Researchers at the University of Denver’s Unmanned Systems Research Institute may have the answer. The group has developed a phased-array radar system that weighs only 12 ounces and is small enough to fit in the palm of one’s hand.
According to Mark Rutherford, assistant professor of computer science and deputy director of the Unmanned Systems Research Institute, the team wanted to develop a radar-based solution because radar offers several advantages over the two other technologies – optical camera-based systems and transponder systems – that have been under development for sense-and-avoid systems.
Transponder-based systems are highly reliable but only work when all the aircraft in the airspace are equipped with transponders. “There may be government regulations in this country that say that everything has to have a transponder, but in some cases a transponder would cost more than the whole vehicle,” Rutherford said. “We’re not sure that we want to plan on the fact that everything out there is going to have a transponder on it.”
Camera-based systems may detect other aircraft regardless of the equipment they carry, but their effectiveness is affected by atmospheric conditions. “Radar works in nighttime, and it works regardless of the lighting conditions and in weather conditions where you don’t have good visibility,” Rutherford said.
Despite radar’s advantages, Rutherford said, “we couldn’t find anything that was designed specifically for very small vehicles.

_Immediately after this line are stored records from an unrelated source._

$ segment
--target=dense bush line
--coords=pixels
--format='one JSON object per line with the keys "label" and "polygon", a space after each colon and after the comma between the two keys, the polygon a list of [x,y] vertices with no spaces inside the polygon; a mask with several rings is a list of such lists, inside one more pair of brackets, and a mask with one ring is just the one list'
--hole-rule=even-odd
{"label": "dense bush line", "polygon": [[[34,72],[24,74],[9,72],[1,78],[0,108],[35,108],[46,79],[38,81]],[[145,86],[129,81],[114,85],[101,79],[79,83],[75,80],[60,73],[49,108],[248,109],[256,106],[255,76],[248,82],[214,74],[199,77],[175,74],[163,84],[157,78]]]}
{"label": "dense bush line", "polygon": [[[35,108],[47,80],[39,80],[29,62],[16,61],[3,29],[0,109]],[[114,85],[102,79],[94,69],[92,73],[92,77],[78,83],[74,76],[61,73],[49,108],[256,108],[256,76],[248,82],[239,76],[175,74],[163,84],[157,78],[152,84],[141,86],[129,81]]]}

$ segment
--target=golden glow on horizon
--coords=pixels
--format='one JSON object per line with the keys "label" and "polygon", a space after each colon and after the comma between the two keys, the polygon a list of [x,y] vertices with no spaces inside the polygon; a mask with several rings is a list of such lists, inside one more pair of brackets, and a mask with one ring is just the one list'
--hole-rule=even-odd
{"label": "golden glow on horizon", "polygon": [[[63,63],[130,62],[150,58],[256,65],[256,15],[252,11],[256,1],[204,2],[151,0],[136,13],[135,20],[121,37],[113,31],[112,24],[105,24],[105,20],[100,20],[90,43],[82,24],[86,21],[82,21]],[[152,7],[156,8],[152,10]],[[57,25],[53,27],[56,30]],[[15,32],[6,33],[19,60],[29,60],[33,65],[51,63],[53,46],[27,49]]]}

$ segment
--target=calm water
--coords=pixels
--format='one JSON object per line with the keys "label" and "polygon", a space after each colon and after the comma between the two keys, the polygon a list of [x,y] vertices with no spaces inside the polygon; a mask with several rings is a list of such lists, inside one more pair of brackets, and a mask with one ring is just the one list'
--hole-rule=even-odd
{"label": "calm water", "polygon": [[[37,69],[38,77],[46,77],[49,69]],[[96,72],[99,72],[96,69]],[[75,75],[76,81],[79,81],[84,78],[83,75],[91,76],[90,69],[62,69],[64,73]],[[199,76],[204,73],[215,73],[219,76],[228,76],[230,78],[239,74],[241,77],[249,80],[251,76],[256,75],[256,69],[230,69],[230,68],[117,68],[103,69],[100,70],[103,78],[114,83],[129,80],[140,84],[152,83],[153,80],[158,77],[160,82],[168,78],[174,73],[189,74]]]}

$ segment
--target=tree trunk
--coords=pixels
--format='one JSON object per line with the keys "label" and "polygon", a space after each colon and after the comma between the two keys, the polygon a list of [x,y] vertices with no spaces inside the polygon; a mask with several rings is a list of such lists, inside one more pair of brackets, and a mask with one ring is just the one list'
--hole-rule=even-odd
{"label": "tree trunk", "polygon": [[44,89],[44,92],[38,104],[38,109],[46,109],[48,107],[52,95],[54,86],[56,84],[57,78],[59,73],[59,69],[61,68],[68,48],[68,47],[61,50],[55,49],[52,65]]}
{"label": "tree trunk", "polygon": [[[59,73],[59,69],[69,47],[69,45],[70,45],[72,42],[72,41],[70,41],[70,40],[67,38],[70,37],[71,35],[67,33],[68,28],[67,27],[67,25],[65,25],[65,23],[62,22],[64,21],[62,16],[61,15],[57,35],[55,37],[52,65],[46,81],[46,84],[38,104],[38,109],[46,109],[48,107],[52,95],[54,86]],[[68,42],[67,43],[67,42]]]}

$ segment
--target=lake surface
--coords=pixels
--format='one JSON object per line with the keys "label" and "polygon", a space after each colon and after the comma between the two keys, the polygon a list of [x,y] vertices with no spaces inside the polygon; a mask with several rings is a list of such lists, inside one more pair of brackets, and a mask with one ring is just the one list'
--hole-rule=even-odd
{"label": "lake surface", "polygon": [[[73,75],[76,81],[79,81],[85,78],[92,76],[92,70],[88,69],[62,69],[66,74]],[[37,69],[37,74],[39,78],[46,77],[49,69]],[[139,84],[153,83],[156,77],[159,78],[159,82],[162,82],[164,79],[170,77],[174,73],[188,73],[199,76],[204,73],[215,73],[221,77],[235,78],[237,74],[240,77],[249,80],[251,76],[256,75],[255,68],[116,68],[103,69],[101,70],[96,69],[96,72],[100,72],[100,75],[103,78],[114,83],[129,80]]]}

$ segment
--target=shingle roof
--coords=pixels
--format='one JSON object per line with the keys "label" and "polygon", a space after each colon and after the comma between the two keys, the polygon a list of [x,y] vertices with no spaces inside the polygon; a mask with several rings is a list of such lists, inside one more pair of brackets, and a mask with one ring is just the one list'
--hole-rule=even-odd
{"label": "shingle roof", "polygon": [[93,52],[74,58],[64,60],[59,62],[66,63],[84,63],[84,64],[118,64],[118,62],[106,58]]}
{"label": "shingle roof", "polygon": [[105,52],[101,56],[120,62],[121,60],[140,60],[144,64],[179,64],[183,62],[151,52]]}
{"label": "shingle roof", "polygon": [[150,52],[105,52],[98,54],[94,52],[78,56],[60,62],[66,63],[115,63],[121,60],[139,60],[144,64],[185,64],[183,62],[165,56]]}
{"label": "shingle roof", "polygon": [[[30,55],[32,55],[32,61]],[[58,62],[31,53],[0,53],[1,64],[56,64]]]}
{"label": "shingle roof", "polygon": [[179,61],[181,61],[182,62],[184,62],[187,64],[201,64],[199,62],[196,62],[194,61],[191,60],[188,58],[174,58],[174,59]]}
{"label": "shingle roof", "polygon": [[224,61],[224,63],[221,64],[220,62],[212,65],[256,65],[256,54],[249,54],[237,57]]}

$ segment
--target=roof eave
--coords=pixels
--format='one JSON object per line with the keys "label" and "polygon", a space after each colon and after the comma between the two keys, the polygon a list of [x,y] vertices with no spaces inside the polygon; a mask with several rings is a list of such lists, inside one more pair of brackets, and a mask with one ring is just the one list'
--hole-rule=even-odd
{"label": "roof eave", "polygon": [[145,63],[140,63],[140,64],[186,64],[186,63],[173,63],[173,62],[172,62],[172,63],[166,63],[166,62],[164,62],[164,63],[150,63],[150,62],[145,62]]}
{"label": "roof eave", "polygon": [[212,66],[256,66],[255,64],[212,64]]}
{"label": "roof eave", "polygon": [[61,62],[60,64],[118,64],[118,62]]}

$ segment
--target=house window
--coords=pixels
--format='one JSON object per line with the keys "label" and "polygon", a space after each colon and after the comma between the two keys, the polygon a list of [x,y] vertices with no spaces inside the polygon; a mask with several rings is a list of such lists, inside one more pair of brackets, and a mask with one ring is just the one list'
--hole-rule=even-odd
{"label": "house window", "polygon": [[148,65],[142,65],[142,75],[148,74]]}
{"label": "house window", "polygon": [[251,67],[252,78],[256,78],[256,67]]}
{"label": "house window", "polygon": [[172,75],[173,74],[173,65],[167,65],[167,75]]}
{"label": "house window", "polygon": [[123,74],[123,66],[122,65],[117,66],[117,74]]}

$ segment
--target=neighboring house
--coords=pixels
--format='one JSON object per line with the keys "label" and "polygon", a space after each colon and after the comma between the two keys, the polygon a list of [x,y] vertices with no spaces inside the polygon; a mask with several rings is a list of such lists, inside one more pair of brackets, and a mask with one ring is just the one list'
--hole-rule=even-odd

And most vertical takeoff and landing vehicles are really limited in payload, so we wanted something that would work in that context.”
The team built everything from scratch except the antenna – digital signal processor, circuit boards and the software. “In our field tests we were able to detect and identify targets of the size roughly equivalent to UAV at about 100 meters or 300 feet,” Rutherford noted, and added that the team is continuing to work on increasing the range of the unit.
The technology was licensed in April to Integrated Robotics Imaging Systems in Kenai, Alaska, which will be testing it on its Infotron IT180, a French-made, dual-rotor unmanned platform.
At 31 pounds and with a 71-inch rotor diameter, the Infotron device is larger than many UAVs. But John Parker, president of Integrated Robotics, said he plans to further reduce the size and weight of the system, making it feasible for a wider array of smaller UAVs. “When I’m done it will be about 4 ounces,” Parker promised. “I’m going to be refining it and changing it and either adding claims to the existing patent or patenting the changes that we make.”
According to Parker, new phased arrays are available that don’t require a servo device to move the radar. “Instead of having the sensors driven, they are actually applied to a dome – to a “radome” – and they have overlapping fields of view so you don’t have to have a servo driving them back and forth,” Parker said. “So they can continuously scan the sky ahead.”
Parker says he’s also receiving interest from the general aviation sector. “Other small radars that are being used in general aviation are in the $15,000 range,” Parker explained. “We think we’re going to be in a very good position at around $7,300 to $7,500. That’s why general aviation is interested in this.”
“I see this industry changing rapidly the next 24 months,” Parker said. “I think you’ll see the commercialization begin to occur. It’s already happening.”